I have one beautiful Reynolds531 frame that is one of my main goto rides that is all Reynolds 531 except for the downtube that is actually Columbus. I thought at first it was an added sticker although it looked original and upon further examination found out that the builder used this setup as they were going out of business. To complicate further, the company who bought the remaining stock used their own parts on hand and these newly acquired mis-mosh assemblage to produce decent frames that I hope to never have to figure out what they are in the future.

riusx 04-08-16 12:27 PM

7 Attachment(s)
Unfortunately the bike was sold, but I didn't stop the searches.
I have found another one for you guys, this one is about 140$ which is very cheap considering the looks of it and the components (some shimano 600 pedals, campagnolo dropouts, clb omega brakes). The model or year of the the bike i couldn't find (is not in the 93 catalog from velobase) maybe it's a bit earlier, mid 80s I think.
I've heard that concorde are dutch manufacturers that made bikes for ciocc or vilnius and also saw a lot of columbus steel framed bike but this one I don't know what to say. Thank you.

mparker326 04-08-16 01:00 PM

That Concorde seems like a good deal. Go ride it and see if it fits. Both the frames you posted look are larger frames.
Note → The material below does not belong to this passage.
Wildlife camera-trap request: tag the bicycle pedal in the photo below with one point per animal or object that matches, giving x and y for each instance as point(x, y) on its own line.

Hope you are tall.

riusx 04-08-16 01:05 PM

Yes i see that they are large frames and hoping that it would be no larger than 60 cm (I'm 187 - 6 feet 1). thx

mparker326 04-08-16 01:10 PM

Originally Posted by riusx (Post 18675441)
Yes i see that they are large frames and hoping that it would be no larger than 60 cm (I'm 187 - 6 feet 1). thx

To my eye, they look like 63 cm (c to top) frames. If they are, it might be on the upper end of what you can ride. Only one way to find out. . .

Good luck!

0.2HP 04-12-16 09:45 PM

You will likely have trouble finding cages for those 600 pedals; Shimano only made that style for a few years. They are also the second most uncomfortable pedals I'e ever ridden.